Here are a dozen auto insurance exclusions or limitations you won’t find in the “ISO-standard” personal auto policy:

  1. Undisclosed household residents are excluded.  How many families have “boomerang” kids living at home whom they have not told their auto insurer about? An exclusion of this type was just recently added to the auto policy of one of the major TV advertisers.
  2. Business use of autos you don’t own is excluded.  Have you ever borrowed a neighbor’s car or made a business stop in a dealer loaner or rental auto?
  3. Business use of ANY auto is excluded.  Do you ever run to Staples or the post office on business for your employer?
  4. Use of ANY auto you don’t own is excluded.  Better not drive anyone’s car but your own.
  5. Vehicles weighing more than 10,000 pounds are excluded.  Have you ever rented a U-Haul truck or an RV for personal use thinking your liability coverage extended to the rental? With an “ISO standard” policy, it does; with some auto insurance policies, it doesn’t.
  6. Any type of delivery is excluded.  Denied claims include pizza, newspapers, Mary Kay cosmetics and, yes, even the delivery of insurance policies to customers by an agency producer. Google pizza delivery auto accidents and take a look at the catastrophic nature of some of them. Was that $50 you saved to buy a policy a good deal?
  7. Permissive users only get minimum limits.  This can apply to people who borrow your car or even unlisted household drivers.
  8. “Street racing” is excluded.  Google “street racing” and see how often people are killed or critically injured in the process. Does the auto policy covering your testosterone-fueled teenage son cover street racing? The “ISO standard” auto policy does.
  9. Criminal acts are excluded or limits reduced.  DUIs or even speeding tickets may preclude coverage.
  10. Medical payments only include licensed physician fees.  One insured incurred a $25,000 “life flight” helicopter fee that would not be covered, even in part, by a policy with this exclusion.
  11. Theft without evidence of forced entry is excluded.  One insured had a four-figure vehicle theft loss denied because he left his keys in the car. No such exclusion exists in the “ISO standard” personal auto policy.
  12. Sales tax is not covered under loss settlement.  This cost one “You get the SAME COVERAGE, often for less” insured more than $2,000 out of pocket for sales tax on a replacement auto.

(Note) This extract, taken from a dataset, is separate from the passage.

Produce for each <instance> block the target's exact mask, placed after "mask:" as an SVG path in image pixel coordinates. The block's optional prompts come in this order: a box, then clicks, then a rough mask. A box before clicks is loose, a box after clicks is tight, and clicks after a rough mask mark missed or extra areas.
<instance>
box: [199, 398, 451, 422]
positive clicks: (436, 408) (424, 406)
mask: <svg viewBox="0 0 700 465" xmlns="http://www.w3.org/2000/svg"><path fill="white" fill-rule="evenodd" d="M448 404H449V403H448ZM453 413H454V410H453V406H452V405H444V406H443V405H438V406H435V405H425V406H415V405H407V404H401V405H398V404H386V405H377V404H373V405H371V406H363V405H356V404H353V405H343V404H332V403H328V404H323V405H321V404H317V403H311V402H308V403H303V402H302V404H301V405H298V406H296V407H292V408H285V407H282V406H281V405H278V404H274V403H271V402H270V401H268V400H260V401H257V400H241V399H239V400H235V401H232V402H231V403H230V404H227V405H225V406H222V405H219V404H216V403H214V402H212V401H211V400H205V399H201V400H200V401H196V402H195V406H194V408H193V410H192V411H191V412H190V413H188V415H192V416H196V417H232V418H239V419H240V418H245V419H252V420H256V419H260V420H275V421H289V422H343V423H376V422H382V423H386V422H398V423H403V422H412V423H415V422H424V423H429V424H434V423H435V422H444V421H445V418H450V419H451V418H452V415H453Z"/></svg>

Do you still believe what you’re told on the TV ads that the auto policy you’re getting a quote on is just like every other auto policy in the marketplace?

Accept the Challenge and Dispel the Myth

The differences between auto insurance policies are many, varied and potentially catastrophic. As insurance educator John Eubank, CPCU, ARM, says, “The bitterness of no coverage is remembered long after the sweetness of low price has been forgotten.”

Don’t be sold a bill of goods by TV advertising and consumer articles that state or imply that the only material difference between insurance policies is the price. It is time for insurance professionals to dispel this destructive myth. Innocent consumers experience catastrophic uninsured losses every day because they bought into the illusory proposition that their risk exposures can be identified and addressed cheaply and within 7 ½ to 15 minutes.

Failure to get this message to the consuming public is likely to lead to increasingly stripped-down insurance products that enable competitive pricing. Arm yourself with the information necessary to educate your clients, and bust the myth that insurance is a commodity.